Nem só Pyongyang tem direito a brincar


Algures esta semana e em apenas uma noite, 9 idosos morreram na solidão, em Lisboa, nas suas casas. É por coisas destas que se mede o quanto valem discursos sobre a modernização do país. De que vale andar a exibir tecnologia de ponta como uma conquista de primeira importância? Ou ter Lisboa diariamente atafulhada de automóveis que, segundo especialistas na matéria, são em número excessivo para uma cidade tão pequena? De que valem horas de stress urbano e de actividade nervosinha dentro de escritórios e superfícies comerciais, como se estivessemos em alguma Manhatan?
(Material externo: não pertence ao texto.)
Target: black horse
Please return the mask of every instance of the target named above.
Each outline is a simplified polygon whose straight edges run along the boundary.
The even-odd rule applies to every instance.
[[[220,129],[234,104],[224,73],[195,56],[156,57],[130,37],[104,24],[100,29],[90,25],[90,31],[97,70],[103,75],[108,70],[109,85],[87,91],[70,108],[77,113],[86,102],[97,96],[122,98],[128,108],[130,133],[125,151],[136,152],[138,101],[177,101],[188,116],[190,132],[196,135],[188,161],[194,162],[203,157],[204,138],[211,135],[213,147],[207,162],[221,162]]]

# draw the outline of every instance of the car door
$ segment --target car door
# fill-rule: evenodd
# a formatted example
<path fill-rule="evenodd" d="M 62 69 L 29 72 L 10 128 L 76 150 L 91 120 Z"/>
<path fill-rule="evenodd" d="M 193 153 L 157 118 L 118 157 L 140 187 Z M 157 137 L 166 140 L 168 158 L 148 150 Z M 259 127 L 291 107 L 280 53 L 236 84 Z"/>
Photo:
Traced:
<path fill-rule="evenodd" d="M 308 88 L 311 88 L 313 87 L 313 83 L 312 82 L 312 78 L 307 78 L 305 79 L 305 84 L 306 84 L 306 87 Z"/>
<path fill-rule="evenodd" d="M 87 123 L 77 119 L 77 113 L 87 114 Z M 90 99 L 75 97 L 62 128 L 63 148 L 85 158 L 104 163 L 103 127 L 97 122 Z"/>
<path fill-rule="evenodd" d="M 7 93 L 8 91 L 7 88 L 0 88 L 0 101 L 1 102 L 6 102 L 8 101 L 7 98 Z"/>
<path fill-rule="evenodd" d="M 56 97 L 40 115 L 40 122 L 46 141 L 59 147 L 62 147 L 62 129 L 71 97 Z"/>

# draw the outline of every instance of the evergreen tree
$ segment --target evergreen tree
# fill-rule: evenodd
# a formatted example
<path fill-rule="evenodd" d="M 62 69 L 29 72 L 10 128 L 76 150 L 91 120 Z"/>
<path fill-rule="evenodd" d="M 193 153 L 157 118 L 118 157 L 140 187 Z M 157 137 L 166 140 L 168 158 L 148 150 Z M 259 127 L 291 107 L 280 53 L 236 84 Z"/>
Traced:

Até já existe quem proponha uma semana de 60 ou 70 horas de trabalho para enfrentar a crise. Acaso não estamos na periferia sudoeste da europa como se fôssemos uma pequena ilha? As manhãs urbanas deste Portugal "moderno" são de um ridículo que daria para rir não fossem também uma tortura. Ninguém se apercebe que Lisboa é um caos urbano isolado dentro de um país visto como longínquo. Têm-se todos os tiques de uma grande urbe centro-europeia ou pelo menos tenta-se imitar. Até a simpatia que se considerava uma característica nacional foi substituida pela petulâcia irritante e pela vã agressividade de homens e mulheres que têm tanto de aprumado como de ordinário. Lisboa sonha que é moderna sem o ser de facto. É uma cidade brinquedo aproximando-se quase das efabulações norte-coreanas de prosperidade. Sei que este discurso é, segundo o intocável cânone em vigor, discurso velho. Mas qualquer um que tenha 2 dedos de testa e saiba pensar, não pode deixar de notar o absurdo que é a vida do Portugal "moderno", onde aquilo que de humanidade nos destacava foi sendo completamente sacrificado. Tudo para fingir um progresso e uma modernidade que nos têm trazido recompensa nenhuma. Só me lembro da batida frase de Raúl Solnado: "Façam o favor de ser felizes!".